Manly Players Boycotting Pride Jersey Won’t Attend Game Because Fears For Their Safety
| Last updated
The seven Manly Sea Eagles players who are boycotting tonight's (July 28) NRL match against the Roosters won't even attend the game.
Josh Aloiai, Jason Saab, Christian Tuipulotu, Josh Schuster, Haumole Olakau’atu, Tolutau Koula and Toafofoa Sipley have caused an almighty storm this week because they are refusing to wear their club's new pride jersey.
The players revealed they would boycott the crucial game as their religion wouldn't let them wear a top with a few rainbow lines on it.
They've now taken it a step further and won't even attend their 4 Pines Park because the club is worried about their safety.
The Daily Telegraph reports there were concerns the crowd could become heated by the mere presence of the anti-LGBT players.

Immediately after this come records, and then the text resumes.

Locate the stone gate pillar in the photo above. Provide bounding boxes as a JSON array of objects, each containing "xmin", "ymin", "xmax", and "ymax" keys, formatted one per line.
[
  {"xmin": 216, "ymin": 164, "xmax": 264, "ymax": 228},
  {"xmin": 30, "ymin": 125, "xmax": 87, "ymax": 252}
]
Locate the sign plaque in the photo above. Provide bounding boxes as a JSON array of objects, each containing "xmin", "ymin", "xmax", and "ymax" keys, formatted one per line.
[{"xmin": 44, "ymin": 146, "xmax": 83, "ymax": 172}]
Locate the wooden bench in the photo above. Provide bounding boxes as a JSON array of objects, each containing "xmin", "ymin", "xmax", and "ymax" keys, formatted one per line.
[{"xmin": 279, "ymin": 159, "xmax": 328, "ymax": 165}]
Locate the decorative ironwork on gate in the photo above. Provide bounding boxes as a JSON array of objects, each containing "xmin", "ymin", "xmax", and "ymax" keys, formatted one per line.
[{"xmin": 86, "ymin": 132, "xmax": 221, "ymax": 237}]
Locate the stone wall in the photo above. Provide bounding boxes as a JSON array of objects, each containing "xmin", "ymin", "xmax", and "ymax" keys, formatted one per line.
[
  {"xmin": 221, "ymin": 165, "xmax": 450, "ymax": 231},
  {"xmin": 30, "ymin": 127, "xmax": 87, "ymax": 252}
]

A decision was made after Northern Beaches Police Crime Co-ordinator Sergeant Damon Flakelar met with Sea Eagles coach Des Hasler, interim club chief executive Gary Wolman and Manly head of operations and events Shelley O’Malley.
The club decided it was best if the players stayed away from the stadium.
The Sydney newspaper added that at least one of the players has been subjected to online bullying as a result of their stance on the pride jersey.
The NRL world has been turned upside down by the Manly 7.
Everyone seems to have an opinion on whether the players should be allowed to follow their faith and reject a measure designed to be more inclusive.
The Manly Sea Eagles will be desperate for a win tonight against the Roosters to ensure they have a chance at playing in the finals.
Roosters coach Trent Robinson is disappointed the game has been marred by this off-field controversy.
“It is great what the owners of Manly have decided to do and it is unfortunate that it has panned out this way because everyone is equal, no matter what race, gender, sexual preference, everyone is equal,” he said.
“Let people make their choice and let’s not discriminate against those, and we are still doing that, and that is why it is unfortunate.
“We are really looking forward to representing, and talking about even just male suicide and the high rate that it is.
“But in the youth gay community it is five times the level of what normal society is, that is because they don’t feel included.
“And for us in 2022 to not be inclusive and not say it is OK to be who you are is unacceptable
“We need to move towards a better place … I want to say that we are inclusive, we do accept you for who you are and we care about you, and we need to move forward in that way.”